1. A method for suppressing near-surface rolling wave noise, characterized in that, The method includes: Sparse constraints are applied to near-surface roll wave noise, and an objective function is constructed by combining a pre-built hyperbolic model operator and a pre-built roll wave model operator. The objective function is sparsely inverted to obtain the sparse term of near-surface roll wave noise; The near-surface rolling wave noise is subtracted from the original seismic data based on the sparse term of the near-surface rolling wave noise in order to suppress the near-surface rolling wave noise.

2. The near-surface roll wave noise suppression method according to claim 1, characterized in that, Constructing the hyperbolic model operator includes: Dynamic correction is performed on the effective signals of reflected waves in the original seismic data to construct a hyperbolic model operator.

3. The near-surface roll wave noise suppression method according to claim 1, characterized in that, Constructing the ground roll wave model operator includes: Near-surface roll wave noise in the original seismic data is converted to the frequency wavenumber domain to construct a roll wave model operator.

4. The near-surface roll wave noise suppression method according to claim 1, characterized in that, The objective function includes the sum of the roll wave noise term and the original seismic data term.

5. The near-surface roll wave noise suppression method according to claim 4, characterized in that, The ground roll noise term includes the product of the inversion regularization operator and the sparse constraint on the ground roll noise.

6. The near-surface roll wave noise suppression method according to claim 4, characterized in that, The original seismic data items include: The second norm of the difference between the raw seismic data and the pre-built hyperbolic model operator and the pre-built ground roll wave model operator.
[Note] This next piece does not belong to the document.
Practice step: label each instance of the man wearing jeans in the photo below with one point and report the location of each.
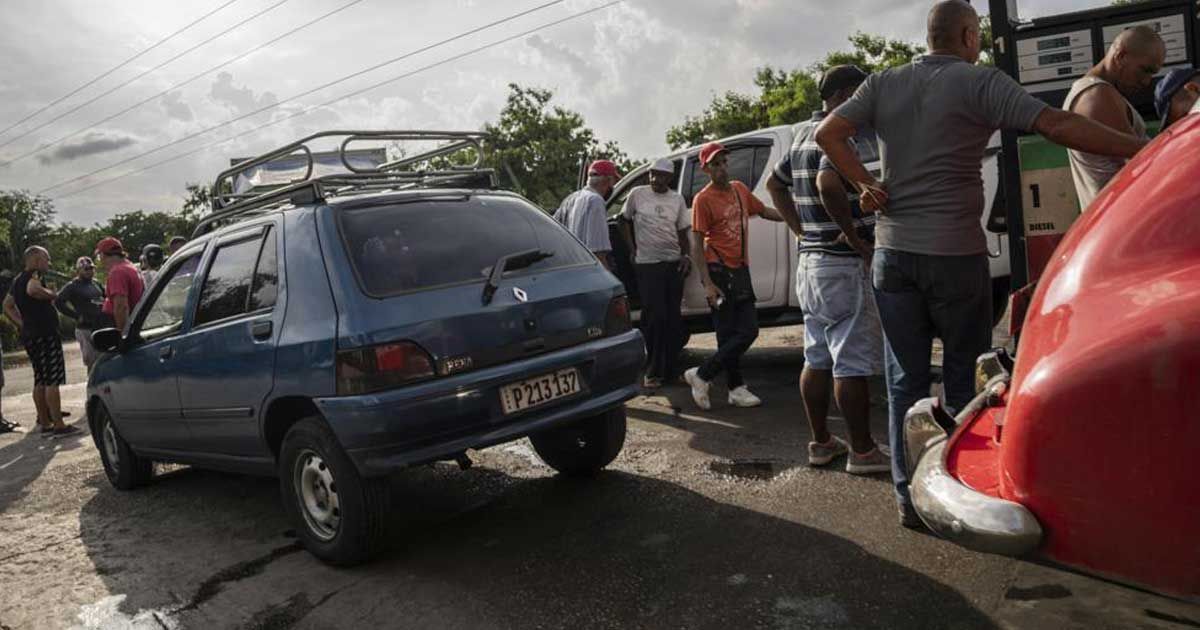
(843, 339)
(720, 220)
(655, 223)
(934, 118)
7. A near-surface rolling wave noise suppression device, characterized in that, The device includes: The modeling module is used to apply sparse constraints to near-surface roll wave noise and to construct the objective function by combining pre-built hyperbolic model operators and pre-built roll wave model operators. The inversion module is used to perform sparse inversion on the objective function to obtain the sparse term of near-surface roll wave noise; The suppression module is used to subtract the near-surface rolling wave noise from the original seismic data based on the sparse term of the near-surface rolling wave noise, so as to suppress the near-surface rolling wave noise.

8. A computer device, comprising a memory, a processor, and a computer program stored in the memory, characterized in that, The processor executes the computer program to implement the steps of the near-surface rolling wave noise suppression method according to any one of claims 1 to 6.

9. A computer-readable storage medium having a computer program stored thereon, characterized in that, When executed by a processor, the computer program implements the steps of the near-surface rolling wave noise suppression method according to any one of claims 1 to 6.

10. A computer program product, comprising a computer program, characterized in that, When executed by a processor, the computer program implements the steps of the near-surface rolling wave noise suppression method according to any one of claims 1 to 6.